The weeks after the diagnosis were hard. As a family we were absorbing the news and implications of Karin’s situation, while she underwent hospital and doctor visits to determine methods of treatment. On 31 July, she began seven rounds of three weekly cycles of chemotherapy. Everything was being thrown at the cancer to allow Karin the possibility of an operation. Most days, she was in bed, knocked out by the medication. In late August, a fire on in our lounge room stove, a cup of tea on the table, I asked her if she wanted to sing a few songs with me.

Karin is the first person to hear my new songs. She is the barometer of their worth; the midwife bringing them to life. If I feel like playing something to her, I know it must be good. So she knew the songs I’d written over the previous three years, and by the fire we played a few of them, her voice a whisper. After each number we’d talk about its musical arrangement, she’d try a different vocal idea, and for the first time since early July we were venturing into another world. She walked back to bed that night stronger and straighter.

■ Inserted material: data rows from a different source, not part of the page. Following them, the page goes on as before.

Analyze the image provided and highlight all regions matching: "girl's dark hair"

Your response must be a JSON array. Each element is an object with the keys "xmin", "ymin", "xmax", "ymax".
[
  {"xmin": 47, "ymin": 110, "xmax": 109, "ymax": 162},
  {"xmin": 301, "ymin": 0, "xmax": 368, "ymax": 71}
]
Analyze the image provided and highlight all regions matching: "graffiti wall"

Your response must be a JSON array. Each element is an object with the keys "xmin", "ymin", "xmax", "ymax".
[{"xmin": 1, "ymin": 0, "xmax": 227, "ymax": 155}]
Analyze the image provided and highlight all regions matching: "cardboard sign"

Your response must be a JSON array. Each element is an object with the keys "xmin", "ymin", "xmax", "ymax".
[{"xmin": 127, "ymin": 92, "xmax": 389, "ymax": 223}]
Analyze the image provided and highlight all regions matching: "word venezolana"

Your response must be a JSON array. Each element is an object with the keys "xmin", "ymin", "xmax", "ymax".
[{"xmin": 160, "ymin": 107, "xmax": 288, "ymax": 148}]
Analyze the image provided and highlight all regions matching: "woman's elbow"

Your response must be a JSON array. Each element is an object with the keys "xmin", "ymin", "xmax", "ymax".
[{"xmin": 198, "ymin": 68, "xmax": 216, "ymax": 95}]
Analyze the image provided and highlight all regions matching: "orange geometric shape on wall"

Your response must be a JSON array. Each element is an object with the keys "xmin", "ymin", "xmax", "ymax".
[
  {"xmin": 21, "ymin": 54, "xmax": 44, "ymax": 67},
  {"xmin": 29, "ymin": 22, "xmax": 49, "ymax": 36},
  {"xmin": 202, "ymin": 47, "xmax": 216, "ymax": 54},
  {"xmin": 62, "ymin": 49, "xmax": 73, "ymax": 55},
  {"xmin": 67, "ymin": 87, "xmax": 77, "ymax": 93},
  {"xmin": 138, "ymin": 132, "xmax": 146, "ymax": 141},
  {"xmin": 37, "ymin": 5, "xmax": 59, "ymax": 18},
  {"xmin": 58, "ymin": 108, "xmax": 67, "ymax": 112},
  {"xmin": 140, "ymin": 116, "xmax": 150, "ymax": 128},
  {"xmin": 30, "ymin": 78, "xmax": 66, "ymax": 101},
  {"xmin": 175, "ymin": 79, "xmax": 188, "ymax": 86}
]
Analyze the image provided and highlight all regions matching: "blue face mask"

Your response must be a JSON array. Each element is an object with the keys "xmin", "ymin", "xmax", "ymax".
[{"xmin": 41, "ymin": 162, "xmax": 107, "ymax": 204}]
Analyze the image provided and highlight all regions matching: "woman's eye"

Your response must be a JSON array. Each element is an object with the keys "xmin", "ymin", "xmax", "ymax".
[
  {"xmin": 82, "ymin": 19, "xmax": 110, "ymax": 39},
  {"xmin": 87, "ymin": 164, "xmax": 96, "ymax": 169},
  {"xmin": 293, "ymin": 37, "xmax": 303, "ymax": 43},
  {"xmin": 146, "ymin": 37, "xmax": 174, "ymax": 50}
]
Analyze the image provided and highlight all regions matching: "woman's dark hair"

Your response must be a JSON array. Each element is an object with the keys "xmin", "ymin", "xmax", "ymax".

Our son Louis had cancelled a tour to the UK with his band the Goon Sax to be close to home. He had been visiting us most days and began playing guitar on the songs. We were a lounge-room, sitting-by-the-fire, three-piece. Then, former Go-Betweens bassist Adele Pickvance pulled up a chair and we were four. She was part of a cooking circle that some wonderful Brisbane friends of ours had put together, bringing meals to us in these first challenging months.

In mid-September, Karin was told she could have an operation. In celebration, and to document the music we’d been making, our little band recorded 10 songs in a studio over seven hours. Listening back to the recordings gave Karin and me enormous pleasure, as we bubbled over what we liked and what could be improved or tweaked. Two songs in particular that we played over and over again – I Don’t Do Drugs I Do Time and It’s Only Poison – sounded complete in their first take, no-overdubs state. Could we make a record like this? Karin thought so.

Over the next four months, in the most unusual of recording schedules – “good” days plucked from chemotherapy rounds, a Covid wave coming – other musicians, including former John Steel Singers members Scott Bromley and Luke McDonald, helped us greatly in the studio. Unable to play violin, Karin’s violin teacher Christine Dunaway played melody lines Karin had written a few years before for a song called The Roads.

On 3 March 2022, we finished The Candle and the Flame.

In the first days of Karin’s diagnosis, I put any idea of further songwriting or any form of creative endeavour aside. There wouldn’t be time and creating art in the face of the changes to our lives seemed obscene to me. There was however, like the buzz of a circling mosquito, the sound of a recent piece of music I’d written in my ear. It was a fast, clipped song that had little space for a lyric, but a lyric was needed. Watching Karin gather her vast spiritual and internal strength, vowing not to wallow but to fight for her recovery, the line “she’s a fighter” came to me. Days later, when sitting beside her in hospital as she took her first round of chemotherapy drugs, a second line occurred to me.

She’s a Fighter was the first single released from the album. In the video, Karin is playing xylophone, and our two children, Louis and Loretta, are on guitar and bass. As on the recording, we wanted the video to be the four of us. Karin, two months out of chemo, recovering, getting stronger as she is to this day, is pounding the xylophone. Surrounded by such charisma, I am happy to stand and sing the lyric. “She’s a fighter, fighting for good.”

The best six words I have ever written.